Si la personne atteinte d’un handicap n’a pas de parents et qu’il n’y a personne qui puisse accepter de prendre en charge sa tutelle, le tribunal pourra nommer comme tuteur l’autorité de l’administration publique locale ou la personne morale de droit privé qui prodige des soins à l’intéressé.

5.  Les rapports des organisations non-gouvernementales au sujet de l’application de la loi sur la santé mentale

.  Un rapport sur le respect des droits des personnes internées dans les hôpitaux psychiatriques établi en octobre 2009 par une organisation non gouvernementale, le Centre de ressources juridiques (Centrul de Resurse Juridice - CRJ), nota que les autorités n’avaient toujours pas désigné les hôpitaux habilités à procéder à des internements d’office, ce qui – ajouté à la connaissance précaire par le personnel médical des procédures précitées – rendait l’application effective de la loi no 487/2002 difficile et divergente (pour la partie pertinente du rapport voir l’arrêt Parascineti (précité, § 30)).

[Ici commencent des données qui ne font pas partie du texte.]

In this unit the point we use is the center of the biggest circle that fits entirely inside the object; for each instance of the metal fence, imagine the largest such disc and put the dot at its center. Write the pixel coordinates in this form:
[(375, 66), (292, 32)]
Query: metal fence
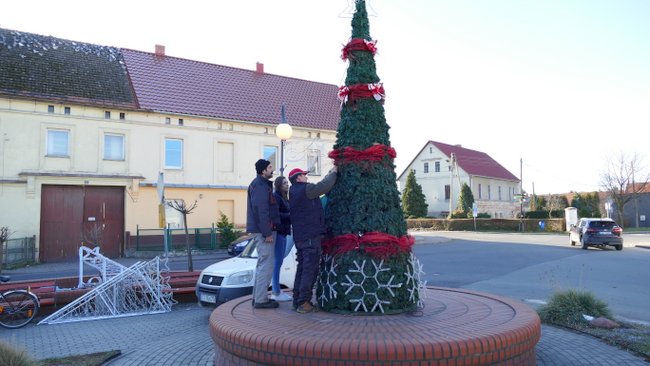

.  En réponse à un mémorandum d’Amnesty International, publié le 4 mai 2004, au sujet de la méconnaissance, selon cette organisation, des standards internationaux en matière de placement et des conditions d’internement psychiatrique en Roumanie, le gouvernement roumain a contesté, par un communiqué de presse diffusé le jour même, l’idée que la loi no 487/2002 ne serait pas applicable avant l’adoption des normes d’application. Selon le Gouvernement, plusieurs procédures dans lesquelles les intéressés contestaient une mesure d’internement d’office auraient d’ailleurs été pendantes à l’époque devant les tribunaux internes.

.  Le même mémorandum indique que lors d’une visite faite en novembre 2003, un représentant d’Amnesty International, qui avait visité un pavillon fermé pour les hommes de l’hôpital psychiatrique Obregia de Bucarest, a recueilli des informations selon lesquelles beaucoup de ceux qui avaient été amenés à l’hôpital avaient initialement refusé l’internement, mais avaient, par la suite, été « persuadés » que c’était dans leur intérêt, afin qu’ils signent un formulaire de consentement au traitement. Ainsi, vingt hommes retenus dans le pavillon fermé étaient considérés comme des « internements volontaires ». Certains s’étaient plaints de ce qu’ils souhaitaient quitter l’hôpital, mais que cela ne leur était pas permis.